Глава 7.«ЕКАТЕРИНЕ ИВАНОВНЕ ТАТАРИНОВОЙ—ГРИГОРЬЕВОЙ».

Все чаще я оставалась в госпитале на ночь, потом на двое—трое суток и, наконец, стала приходить домой только тогда, когда Розалия Наумовна просила меня об этом.

– Что—то мне стало скучно без вас, Катя, – говорила она.

«Скучно» – это означало, что она снова не знает, что делать с Бертой, которая становилась все более пугливой и молчаливой и уже не ходила по очередям, а целые дни лежала на диване и, главное, почти перестала есть.

Плохи были ее дела, и я советовала Розалии Наумовне немедленно увезти ее из Ленинграда. Но Розалия Наумовна боялась отпустить ее одну, а сама об отъезде не хотела и слышать.

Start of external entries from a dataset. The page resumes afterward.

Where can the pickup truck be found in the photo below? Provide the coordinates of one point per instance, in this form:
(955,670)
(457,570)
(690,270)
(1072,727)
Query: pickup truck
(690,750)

…Тихо было в квартире и пусто, тонкие полоски света лежали на мебели, на полу, солнце сквозило через щели прикрытых ставен. Я подсела к Берте, задумалась, потом очнулась, как от сна, от беспокойных, утомительных мыслей, которые точно за руку увели меня из этой комнаты, где стояла мебель в чехлах и худенькая старушка в чистой ночной кофточке сидела и с детским вниманием вырезала бумажные салфетки – за последнее время это стало ее любимым занятием.

– Вот так возьмешь, да и сойдешь с ума…

Должно быть, я сказала это вслух, потому что Берта на мгновение оторвалась от своих салфеток и рассеянно посмотрела на меня.

– Там вас ждут, Катя, – сказала она, помолчав.